Members of the Sabeti lab’s Zika team.Members of the Sabeti lab’s Zika team at work, including (l-r) Steve Schaffner, Bronwyn MacInnis, Shirlee Wohl, and Hayden Metsky.

Q: What are the biggest challenges in your research field right now?
There are two pressing challenges on my mind lately. One is that many microbes we might be interested in detecting and studying are present at low titer, meaning there’s little of their genetic material in samples. Another is that microbes, especially viruses, have an incredible amount of diversity, and our knowledge of that diversity is growing but incomplete: a pathogen infecting someone might have a genome that we’re not actively looking for, or it might even be different from anything we’ve sequenced. Together, these challenges suggest that we’re often not only trying to find a needle in a haystack, but we may not always know what the needle looks like or whether there even is a needle at all.

In a separate, cultural realm, the field needs more willingness and better systems for making methods, tools, data, and findings freely available—and doing so quickly, especially when they involve public health. I’m far from the first person to mention this. I still see instances where we need to do a better job, but overall it’s moving in the right direction.
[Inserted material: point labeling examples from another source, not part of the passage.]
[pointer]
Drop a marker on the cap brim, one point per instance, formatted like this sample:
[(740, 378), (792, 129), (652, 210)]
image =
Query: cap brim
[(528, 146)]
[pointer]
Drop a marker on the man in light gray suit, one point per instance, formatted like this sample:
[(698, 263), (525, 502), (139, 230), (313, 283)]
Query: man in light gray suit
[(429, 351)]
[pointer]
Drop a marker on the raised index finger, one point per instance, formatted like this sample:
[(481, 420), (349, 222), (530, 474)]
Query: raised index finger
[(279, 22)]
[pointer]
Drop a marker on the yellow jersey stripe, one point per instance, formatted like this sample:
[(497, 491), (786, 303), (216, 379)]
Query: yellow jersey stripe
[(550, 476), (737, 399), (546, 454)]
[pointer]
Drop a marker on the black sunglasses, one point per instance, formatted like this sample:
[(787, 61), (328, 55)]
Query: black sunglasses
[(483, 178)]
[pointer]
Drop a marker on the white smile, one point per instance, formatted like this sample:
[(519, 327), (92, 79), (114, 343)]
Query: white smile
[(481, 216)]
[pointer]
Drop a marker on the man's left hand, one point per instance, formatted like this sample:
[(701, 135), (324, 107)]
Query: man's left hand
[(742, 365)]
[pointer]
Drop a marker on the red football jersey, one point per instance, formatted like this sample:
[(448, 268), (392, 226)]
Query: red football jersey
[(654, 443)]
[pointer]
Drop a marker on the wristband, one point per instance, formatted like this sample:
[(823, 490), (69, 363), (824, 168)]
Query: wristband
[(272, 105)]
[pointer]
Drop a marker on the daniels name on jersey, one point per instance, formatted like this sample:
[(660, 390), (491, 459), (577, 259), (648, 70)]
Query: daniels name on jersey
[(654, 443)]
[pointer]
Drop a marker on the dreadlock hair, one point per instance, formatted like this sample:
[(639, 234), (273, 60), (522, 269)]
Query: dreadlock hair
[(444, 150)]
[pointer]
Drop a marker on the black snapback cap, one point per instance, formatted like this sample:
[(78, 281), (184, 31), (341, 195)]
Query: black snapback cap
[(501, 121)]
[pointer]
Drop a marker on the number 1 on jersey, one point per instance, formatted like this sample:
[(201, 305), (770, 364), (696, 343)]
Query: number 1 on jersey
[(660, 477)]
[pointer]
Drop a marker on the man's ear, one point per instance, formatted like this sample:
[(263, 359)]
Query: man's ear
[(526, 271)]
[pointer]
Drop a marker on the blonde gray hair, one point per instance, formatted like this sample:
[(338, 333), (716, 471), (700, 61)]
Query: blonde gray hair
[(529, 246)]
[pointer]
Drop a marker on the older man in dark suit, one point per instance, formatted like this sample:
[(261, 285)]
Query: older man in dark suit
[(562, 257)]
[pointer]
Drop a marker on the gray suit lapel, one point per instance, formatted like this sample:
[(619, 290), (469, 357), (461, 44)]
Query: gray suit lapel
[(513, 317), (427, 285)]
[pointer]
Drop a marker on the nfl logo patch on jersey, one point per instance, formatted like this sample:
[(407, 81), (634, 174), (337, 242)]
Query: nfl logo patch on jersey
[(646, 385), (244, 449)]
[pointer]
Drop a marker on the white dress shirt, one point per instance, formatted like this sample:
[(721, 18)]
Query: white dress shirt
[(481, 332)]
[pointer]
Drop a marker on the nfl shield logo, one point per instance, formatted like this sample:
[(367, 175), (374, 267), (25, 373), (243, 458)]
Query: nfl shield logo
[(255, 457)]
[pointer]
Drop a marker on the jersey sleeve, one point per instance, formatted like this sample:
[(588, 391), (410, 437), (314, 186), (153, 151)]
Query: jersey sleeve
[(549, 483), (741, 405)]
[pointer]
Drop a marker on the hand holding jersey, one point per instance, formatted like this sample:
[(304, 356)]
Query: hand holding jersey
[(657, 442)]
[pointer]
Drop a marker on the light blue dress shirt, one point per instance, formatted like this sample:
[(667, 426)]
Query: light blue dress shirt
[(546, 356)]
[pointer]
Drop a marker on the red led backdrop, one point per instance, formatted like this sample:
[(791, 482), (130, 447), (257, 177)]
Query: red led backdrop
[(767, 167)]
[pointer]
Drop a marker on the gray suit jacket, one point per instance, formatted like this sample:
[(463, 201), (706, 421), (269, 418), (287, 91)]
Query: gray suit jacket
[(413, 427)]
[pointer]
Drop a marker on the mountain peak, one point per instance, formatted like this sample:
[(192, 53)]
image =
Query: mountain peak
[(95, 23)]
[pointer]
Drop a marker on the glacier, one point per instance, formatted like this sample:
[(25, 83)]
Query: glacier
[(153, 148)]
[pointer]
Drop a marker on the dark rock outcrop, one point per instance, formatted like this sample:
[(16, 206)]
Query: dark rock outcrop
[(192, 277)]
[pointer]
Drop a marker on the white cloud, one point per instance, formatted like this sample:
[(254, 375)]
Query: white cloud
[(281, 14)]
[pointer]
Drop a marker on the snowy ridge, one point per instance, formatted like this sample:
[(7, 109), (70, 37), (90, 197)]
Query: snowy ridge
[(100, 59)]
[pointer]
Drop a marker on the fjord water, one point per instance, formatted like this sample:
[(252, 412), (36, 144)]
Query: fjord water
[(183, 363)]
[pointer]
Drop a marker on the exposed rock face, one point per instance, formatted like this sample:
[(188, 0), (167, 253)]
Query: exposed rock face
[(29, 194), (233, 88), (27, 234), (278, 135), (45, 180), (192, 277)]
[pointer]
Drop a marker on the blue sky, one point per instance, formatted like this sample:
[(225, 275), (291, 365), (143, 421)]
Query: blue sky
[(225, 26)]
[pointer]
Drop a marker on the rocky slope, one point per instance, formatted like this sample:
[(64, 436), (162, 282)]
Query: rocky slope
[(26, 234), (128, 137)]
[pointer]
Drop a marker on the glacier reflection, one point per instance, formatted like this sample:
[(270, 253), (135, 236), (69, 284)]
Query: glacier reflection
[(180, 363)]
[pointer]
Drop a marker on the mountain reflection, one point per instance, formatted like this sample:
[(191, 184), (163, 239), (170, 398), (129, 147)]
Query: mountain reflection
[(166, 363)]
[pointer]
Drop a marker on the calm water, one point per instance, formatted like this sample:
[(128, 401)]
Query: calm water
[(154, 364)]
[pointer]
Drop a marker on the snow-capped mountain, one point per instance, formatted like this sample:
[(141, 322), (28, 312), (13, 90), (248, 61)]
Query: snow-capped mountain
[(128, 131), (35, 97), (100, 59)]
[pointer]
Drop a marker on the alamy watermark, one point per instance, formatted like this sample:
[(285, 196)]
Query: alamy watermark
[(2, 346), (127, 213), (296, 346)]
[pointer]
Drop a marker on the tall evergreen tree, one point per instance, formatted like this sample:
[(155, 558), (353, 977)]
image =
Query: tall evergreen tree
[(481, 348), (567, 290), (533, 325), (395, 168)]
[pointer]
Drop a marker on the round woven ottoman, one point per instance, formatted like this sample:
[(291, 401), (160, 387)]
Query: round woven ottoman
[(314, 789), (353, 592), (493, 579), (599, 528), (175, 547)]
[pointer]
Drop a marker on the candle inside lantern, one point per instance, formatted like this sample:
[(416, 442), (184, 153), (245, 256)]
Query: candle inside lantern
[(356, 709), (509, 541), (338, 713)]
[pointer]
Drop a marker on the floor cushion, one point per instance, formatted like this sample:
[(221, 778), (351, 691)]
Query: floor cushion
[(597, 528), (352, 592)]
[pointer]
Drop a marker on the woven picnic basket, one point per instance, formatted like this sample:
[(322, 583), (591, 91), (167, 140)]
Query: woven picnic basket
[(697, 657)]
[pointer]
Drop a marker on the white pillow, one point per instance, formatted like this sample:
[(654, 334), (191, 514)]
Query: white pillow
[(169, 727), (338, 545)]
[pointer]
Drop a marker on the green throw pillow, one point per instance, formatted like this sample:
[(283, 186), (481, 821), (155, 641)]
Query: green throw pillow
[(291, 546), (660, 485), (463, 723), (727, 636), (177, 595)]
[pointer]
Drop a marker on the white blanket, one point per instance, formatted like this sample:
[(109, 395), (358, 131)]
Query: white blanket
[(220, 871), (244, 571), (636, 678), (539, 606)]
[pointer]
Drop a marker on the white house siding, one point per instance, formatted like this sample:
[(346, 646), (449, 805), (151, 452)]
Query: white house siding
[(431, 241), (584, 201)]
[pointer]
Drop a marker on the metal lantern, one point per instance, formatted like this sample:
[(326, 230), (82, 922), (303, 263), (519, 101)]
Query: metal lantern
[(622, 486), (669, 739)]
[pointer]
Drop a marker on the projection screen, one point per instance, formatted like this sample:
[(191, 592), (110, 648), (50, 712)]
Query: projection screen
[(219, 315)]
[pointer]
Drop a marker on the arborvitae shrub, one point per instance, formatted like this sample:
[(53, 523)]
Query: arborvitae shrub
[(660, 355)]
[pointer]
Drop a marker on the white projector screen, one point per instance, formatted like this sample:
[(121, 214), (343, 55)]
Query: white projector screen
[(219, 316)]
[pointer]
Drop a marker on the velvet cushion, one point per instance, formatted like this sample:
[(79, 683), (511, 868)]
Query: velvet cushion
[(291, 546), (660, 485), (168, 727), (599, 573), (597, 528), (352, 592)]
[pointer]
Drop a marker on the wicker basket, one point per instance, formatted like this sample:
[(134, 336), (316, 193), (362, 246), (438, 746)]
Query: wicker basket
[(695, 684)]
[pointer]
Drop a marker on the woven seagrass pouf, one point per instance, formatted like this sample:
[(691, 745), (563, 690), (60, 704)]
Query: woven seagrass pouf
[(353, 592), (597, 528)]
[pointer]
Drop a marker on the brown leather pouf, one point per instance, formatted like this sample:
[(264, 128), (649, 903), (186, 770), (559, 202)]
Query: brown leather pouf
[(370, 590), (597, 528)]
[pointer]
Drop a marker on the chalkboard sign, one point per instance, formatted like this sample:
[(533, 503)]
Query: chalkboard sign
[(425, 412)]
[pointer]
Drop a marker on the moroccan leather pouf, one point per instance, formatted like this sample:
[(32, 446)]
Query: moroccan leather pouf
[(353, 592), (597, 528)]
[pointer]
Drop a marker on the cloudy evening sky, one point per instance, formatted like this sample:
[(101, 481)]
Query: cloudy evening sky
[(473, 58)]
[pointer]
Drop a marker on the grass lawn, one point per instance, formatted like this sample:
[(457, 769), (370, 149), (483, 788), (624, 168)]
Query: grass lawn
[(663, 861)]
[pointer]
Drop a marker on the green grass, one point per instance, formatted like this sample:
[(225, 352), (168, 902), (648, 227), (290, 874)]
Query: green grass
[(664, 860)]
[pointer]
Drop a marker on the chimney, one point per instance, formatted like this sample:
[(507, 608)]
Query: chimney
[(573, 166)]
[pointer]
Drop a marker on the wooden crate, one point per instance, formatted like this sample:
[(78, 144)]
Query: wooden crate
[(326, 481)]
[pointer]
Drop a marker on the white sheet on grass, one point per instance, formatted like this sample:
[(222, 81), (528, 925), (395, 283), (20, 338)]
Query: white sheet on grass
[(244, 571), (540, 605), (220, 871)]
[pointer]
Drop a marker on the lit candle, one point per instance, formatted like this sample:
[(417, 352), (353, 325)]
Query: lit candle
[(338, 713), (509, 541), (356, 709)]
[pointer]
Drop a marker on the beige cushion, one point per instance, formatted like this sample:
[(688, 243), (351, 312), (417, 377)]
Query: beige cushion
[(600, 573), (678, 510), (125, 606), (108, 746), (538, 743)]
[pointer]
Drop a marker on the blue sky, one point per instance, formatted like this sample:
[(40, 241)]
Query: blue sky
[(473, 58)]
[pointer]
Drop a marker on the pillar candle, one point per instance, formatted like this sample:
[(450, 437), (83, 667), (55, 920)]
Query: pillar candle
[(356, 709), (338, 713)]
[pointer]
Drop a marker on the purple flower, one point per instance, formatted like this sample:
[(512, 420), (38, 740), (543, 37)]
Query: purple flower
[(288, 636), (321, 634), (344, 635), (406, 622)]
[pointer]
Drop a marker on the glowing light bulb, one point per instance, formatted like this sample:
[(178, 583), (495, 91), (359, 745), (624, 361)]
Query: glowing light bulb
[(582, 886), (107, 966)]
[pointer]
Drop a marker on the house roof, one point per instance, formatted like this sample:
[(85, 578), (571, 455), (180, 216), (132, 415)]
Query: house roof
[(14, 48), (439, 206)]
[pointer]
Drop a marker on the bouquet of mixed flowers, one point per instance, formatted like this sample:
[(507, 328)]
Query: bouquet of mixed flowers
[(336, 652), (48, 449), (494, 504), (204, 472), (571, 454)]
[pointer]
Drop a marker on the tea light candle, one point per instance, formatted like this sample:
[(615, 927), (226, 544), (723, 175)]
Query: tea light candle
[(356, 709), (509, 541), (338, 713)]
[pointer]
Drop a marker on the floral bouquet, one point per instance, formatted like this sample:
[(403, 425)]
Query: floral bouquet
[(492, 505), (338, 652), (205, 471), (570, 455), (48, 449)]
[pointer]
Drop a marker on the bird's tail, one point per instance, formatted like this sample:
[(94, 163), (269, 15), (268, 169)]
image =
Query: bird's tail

Q: What can computer science and machine learning bring to biomedical research that would otherwise be lacking?
Biomedical research and healthcare are seeing an explosion of data. It’s not just human genomes, but single cell profiles, microbiomes, continuously measured phenotypes, and more. This opens incredible opportunities for incorporating computer science. The field provides techniques, such as algorithms and systems, for working with and making sense of this data, which is often vast and noisy. Beyond data analytics, computer science offers rigorous ways of looking at problems. Thinking with a computational mindset can often help to better formulate the kinds of questions we can ask in biology and healthcare, determine what data we would need, and develop new approaches to address those questions. The synergy between all these fields is transforming how we look at problems in biology, medicine, and public health, and opens many doors for what we can do.

Q: What is the best advice you have for mentees or people new to your field?
It’s tremendously important to chase the problems that excite and motivate you, especially ones where you think your background or academic interests can help you make an impact. It then becomes natural and fun to come up with, test, and play around with your own ideas. It’s also critical to talk constantly with your peers about your ideas and research developments. I’ve become a much better researcher largely because of all my interactions with peers in the Sabeti Lab, as well as those in past labs.